Sunday, August 2, 2015

First Review of "Hotel Hilton Serengeti 2100" / "The Cecil Song"

Yevette heard "Hotel Hilton Serengeti 2100" first and her reaction was the music was good but she had not much use for the voice.  She thought that Barry White voice was too much, too powerful, etc.

Fair enough as that's what she heard.  That's not my first preference for what she would hear as the big win, here and in Germany, is 'that was fucking cool.'  There is another ultimate compliment when another musician calls your play 'tasty' but that one is too much inside whereas everyone knows what 'fucking cool' means.


Yevette mentioned Barry White as anyone with a deep voice has to be Barry White because he so owns that style but that's the only resemblance I heard in it.  My thinking was more toward Max Headroom, a processed electro-voice which is still human ... but only just.  Proto-Max wasn't trying to Barry White as I was actively aware of affecting any mannerism which might be thought 'pretending to be black' or pretending to be an African.


There may be another shot at the song as the content is important to me and I like the dynamics of the musical aspect of the song.  There's more more freedom to do that in making tracks rather than using a looper and that still doesn't make me love making tracks but it's a good payoff.  There is no thinking toward changing the music particularly but there may be another go at the vocal.  My feeling is it has to be spoken rather than sung but not as some old guy rap.  That would be fine, it just isn't this song.

The vocal is the second live take as I junked the first, smoked a bowl, and went straight into another one.  There was no script to it because the first 'process' in what I'm doing is always impressionism.  Maybe it turns out to be a bad impression but that's what it was at that time.  That's an article by itself and the point just now is there's no reason to adhere to what was recorded in that track as that was what occurred to me at that time.  Maybe something altogether different comes if I do it again.

Singing it does not strike me as appropriate as Cecil was the King and singing some blues song for him is anemic.  We want to show some power for the King as that's his world and making wimpy love songs is mine, at least when my world is not starting fires, etc.

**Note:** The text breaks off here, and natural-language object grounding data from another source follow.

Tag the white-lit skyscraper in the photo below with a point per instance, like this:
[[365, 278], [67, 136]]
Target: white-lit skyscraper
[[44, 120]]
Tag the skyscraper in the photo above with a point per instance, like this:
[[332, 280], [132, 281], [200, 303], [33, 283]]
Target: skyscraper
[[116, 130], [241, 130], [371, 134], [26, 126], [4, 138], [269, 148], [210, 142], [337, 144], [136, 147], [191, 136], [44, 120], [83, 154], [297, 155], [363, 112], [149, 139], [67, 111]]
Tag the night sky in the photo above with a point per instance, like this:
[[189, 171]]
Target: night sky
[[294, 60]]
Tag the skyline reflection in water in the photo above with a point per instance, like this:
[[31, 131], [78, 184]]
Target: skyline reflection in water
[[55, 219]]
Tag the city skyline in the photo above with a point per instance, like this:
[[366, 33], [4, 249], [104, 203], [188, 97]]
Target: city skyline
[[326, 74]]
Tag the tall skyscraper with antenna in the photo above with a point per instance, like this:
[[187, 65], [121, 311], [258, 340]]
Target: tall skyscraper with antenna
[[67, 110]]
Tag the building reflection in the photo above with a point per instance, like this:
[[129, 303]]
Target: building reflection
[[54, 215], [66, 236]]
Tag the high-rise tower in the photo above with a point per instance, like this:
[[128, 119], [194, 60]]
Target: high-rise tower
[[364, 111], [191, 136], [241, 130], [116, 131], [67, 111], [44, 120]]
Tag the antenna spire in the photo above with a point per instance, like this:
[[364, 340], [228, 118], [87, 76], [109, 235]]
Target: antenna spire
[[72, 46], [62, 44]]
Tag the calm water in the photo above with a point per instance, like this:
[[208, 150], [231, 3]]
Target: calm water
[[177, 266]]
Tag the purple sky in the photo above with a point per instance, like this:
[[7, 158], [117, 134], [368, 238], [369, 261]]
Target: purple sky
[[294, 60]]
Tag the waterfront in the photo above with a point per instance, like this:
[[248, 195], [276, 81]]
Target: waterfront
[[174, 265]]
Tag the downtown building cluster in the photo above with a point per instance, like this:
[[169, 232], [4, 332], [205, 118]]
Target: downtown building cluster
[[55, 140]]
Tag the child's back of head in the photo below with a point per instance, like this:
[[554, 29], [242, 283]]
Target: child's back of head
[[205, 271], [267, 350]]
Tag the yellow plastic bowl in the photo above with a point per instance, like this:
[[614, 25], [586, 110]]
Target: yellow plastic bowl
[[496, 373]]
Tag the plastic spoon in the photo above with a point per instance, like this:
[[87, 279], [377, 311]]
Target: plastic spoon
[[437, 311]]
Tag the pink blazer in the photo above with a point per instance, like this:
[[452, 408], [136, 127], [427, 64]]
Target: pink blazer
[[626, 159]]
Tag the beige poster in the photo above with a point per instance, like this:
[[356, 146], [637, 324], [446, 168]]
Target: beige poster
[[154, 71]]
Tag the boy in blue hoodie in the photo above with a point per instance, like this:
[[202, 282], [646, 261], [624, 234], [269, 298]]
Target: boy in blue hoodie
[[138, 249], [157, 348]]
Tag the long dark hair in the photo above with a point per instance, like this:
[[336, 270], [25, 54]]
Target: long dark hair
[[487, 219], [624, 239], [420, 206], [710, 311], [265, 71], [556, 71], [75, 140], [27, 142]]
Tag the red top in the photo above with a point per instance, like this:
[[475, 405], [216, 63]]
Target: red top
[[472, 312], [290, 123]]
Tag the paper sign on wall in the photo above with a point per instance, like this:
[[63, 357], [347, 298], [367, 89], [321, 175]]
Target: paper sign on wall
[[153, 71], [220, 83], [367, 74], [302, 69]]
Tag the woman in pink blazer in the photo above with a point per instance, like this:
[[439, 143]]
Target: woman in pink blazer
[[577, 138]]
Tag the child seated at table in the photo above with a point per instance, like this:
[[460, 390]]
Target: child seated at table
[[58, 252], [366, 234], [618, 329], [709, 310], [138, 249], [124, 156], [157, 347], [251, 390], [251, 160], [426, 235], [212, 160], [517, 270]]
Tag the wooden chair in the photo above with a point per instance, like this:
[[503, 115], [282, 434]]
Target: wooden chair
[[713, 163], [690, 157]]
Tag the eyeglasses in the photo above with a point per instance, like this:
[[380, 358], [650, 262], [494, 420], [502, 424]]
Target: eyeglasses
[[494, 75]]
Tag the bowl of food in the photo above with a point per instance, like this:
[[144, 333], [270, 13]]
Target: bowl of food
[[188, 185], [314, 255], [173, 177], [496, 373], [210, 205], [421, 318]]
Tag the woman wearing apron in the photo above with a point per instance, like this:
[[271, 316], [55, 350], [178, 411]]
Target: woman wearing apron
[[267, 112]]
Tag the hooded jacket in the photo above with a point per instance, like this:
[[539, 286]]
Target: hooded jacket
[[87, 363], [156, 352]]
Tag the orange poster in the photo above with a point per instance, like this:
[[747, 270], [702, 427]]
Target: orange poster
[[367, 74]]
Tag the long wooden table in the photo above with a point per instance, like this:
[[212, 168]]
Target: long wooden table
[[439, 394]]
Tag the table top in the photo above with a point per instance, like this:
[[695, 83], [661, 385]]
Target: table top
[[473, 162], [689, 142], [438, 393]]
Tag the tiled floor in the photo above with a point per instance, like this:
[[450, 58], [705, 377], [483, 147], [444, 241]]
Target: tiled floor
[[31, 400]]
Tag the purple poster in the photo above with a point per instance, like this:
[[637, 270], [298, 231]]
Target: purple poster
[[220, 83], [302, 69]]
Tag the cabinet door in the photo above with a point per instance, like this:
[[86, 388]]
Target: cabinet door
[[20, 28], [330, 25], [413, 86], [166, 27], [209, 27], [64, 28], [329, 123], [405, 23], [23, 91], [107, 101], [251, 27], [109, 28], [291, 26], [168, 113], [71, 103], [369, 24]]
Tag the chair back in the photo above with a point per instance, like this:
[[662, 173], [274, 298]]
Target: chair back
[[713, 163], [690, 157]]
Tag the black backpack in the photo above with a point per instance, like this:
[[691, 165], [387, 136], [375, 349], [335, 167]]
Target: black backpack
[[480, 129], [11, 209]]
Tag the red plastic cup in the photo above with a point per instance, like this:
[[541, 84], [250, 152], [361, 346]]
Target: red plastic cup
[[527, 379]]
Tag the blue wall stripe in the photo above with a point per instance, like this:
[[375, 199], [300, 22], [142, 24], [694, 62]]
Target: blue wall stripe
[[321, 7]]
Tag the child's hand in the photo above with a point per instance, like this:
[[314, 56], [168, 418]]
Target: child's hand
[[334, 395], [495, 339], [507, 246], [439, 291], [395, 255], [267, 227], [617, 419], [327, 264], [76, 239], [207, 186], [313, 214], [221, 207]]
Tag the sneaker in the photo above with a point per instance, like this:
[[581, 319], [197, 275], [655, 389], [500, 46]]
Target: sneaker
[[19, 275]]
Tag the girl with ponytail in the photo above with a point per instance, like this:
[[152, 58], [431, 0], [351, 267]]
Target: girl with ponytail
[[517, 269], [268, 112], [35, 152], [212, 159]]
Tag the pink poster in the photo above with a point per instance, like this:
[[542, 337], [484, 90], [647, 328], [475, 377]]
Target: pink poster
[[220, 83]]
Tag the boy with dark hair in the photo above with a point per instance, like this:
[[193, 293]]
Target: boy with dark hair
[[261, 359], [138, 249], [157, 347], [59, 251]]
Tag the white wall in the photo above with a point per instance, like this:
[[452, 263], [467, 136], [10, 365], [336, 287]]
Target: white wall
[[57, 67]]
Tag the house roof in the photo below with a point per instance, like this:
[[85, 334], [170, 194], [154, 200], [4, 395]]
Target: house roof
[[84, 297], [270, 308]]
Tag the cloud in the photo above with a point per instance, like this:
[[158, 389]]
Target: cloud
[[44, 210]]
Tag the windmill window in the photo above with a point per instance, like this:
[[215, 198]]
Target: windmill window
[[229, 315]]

The song is important to me as trophy killing exemplifies a sociological phenomenon of entitlement for rich white people in which anything goes so long as you have enough money to bribe people to do it.  I like it that this topic addresses that theme without any need to hammer it by stating it specifically.  It's also true the Serengeti will become like Miami Beach ... if we let it.  Seeing the Serengeti has been a dream all my life and I doubt I'll make it but I absolutely want it to be there just as it is now for some other kid who does manage to pull off that dream.